There could be additional options in D e.g.

- 3. If the toy in phase 2 squeaks, the experimenter squeezes it; otherwise she chooses randomly whether to squeeze it

There would thus be 144 combinations; however, not all of these are possible or distinct. In particular, assuming that the experimenter knows the truth of dimension A, there are the following logical constraints:

A.1 is inconsistent with C.3, C.6, and D.2If A.1 is true, B.1 and B.2 are identical; B.3 and B.4 are identical; C.1 and C.2 are identical; and C.4 and C.5 are identical

A.2 is inconsistent with C.2 and C.5.

If A.2 is true, B.2, B.3, and B.4 are identical; and C.3, C.4, and C.6 are identical.

C.2 and C.5 are inconsistent with D.2.

If C.3 or C.6 is true, then D.1 and D.2 are identical.

There remain 43 logically distinct possibilities:

[A1,B1,C1,D1], [A1,B1,C4,D1], [A1,B3,C1,D1], [A1,B3,C4,D1],

[A2,B1,C1,D1], [A2,B1,C1,D2], [A2,B1,C3,D1], [A2,B1,C3,D2], [A2,B2,C1,D1], [A2,B2,C1,D2], [A2,B2,C3,D1],

[A3,B*,C1,D1], [A3,B*,C1,D2], [A3,B*,C2,D1], [A3,B*,C3,D1], [A3,B*,C4,D1], [A3,B*,C4,D2], [A3,B*,C5,D1], [A3,B*,C6,D1]

It is by no means clear what is the best way to assign priors to these.

The truth is A.2, B.2=B.3=B.4, C.3=C.4=C.6, and D.1=D.2. In GTS's models, the babies consider A.1 vs A.2 and B.1 vs B.2; they assume C.4 and D.1. We do not see any principled reason, from the babies' point of view, why any of the other alternatives should a priori be considered less likely, let alone considered impossible.

One can also wonder about the independence of the assumptions between categories, aside from the logical constraints.

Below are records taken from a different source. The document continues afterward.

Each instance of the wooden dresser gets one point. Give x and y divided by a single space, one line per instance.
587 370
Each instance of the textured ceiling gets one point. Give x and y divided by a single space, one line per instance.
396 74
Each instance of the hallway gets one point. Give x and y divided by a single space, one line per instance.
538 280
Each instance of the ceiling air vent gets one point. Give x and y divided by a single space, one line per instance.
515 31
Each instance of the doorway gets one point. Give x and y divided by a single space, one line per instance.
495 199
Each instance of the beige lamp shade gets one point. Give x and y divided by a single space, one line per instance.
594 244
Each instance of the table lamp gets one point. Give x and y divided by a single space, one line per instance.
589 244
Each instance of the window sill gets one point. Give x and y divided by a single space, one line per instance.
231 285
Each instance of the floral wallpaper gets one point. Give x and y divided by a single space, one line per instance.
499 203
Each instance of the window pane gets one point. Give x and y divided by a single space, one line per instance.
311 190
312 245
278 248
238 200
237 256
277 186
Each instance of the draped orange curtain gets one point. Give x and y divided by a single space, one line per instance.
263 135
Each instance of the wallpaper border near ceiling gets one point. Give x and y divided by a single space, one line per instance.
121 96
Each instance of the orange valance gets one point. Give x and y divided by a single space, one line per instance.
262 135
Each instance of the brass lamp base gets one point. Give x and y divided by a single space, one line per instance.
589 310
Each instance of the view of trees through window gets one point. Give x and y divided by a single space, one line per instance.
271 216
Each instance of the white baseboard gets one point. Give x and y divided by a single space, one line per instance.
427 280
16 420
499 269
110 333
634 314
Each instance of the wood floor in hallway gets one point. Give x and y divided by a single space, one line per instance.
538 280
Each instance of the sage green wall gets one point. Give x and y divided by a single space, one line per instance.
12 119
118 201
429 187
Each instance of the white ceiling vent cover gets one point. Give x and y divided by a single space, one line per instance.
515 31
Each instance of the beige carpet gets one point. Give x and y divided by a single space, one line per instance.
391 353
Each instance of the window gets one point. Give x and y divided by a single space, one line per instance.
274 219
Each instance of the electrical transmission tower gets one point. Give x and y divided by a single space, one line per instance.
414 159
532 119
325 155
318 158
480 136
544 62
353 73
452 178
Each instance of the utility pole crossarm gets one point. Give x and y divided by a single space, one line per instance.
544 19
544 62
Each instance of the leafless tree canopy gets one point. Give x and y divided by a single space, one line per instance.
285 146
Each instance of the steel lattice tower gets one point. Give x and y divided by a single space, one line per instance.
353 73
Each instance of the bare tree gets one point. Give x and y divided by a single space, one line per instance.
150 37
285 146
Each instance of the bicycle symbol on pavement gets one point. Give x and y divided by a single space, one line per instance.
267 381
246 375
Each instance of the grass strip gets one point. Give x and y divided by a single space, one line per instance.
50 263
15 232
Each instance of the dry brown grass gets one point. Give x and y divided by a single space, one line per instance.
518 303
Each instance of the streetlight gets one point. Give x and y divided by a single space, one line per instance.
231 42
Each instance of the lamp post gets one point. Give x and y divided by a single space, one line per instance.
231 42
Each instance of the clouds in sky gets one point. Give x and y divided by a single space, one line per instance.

In particular, if the distinction between the two phases of the experiment is not very clear to the babies --- and it is not obvious that it would be --- then they might assign a higher probability to the combinations where the same rule is being used in both phases (i.e. either B.1 and C.1 or B.2 and C.2), and they might assign a higher probability to D.2, which applies uniformly to both phases, than to D.1, which creates an arbitrary distinction between the two phases.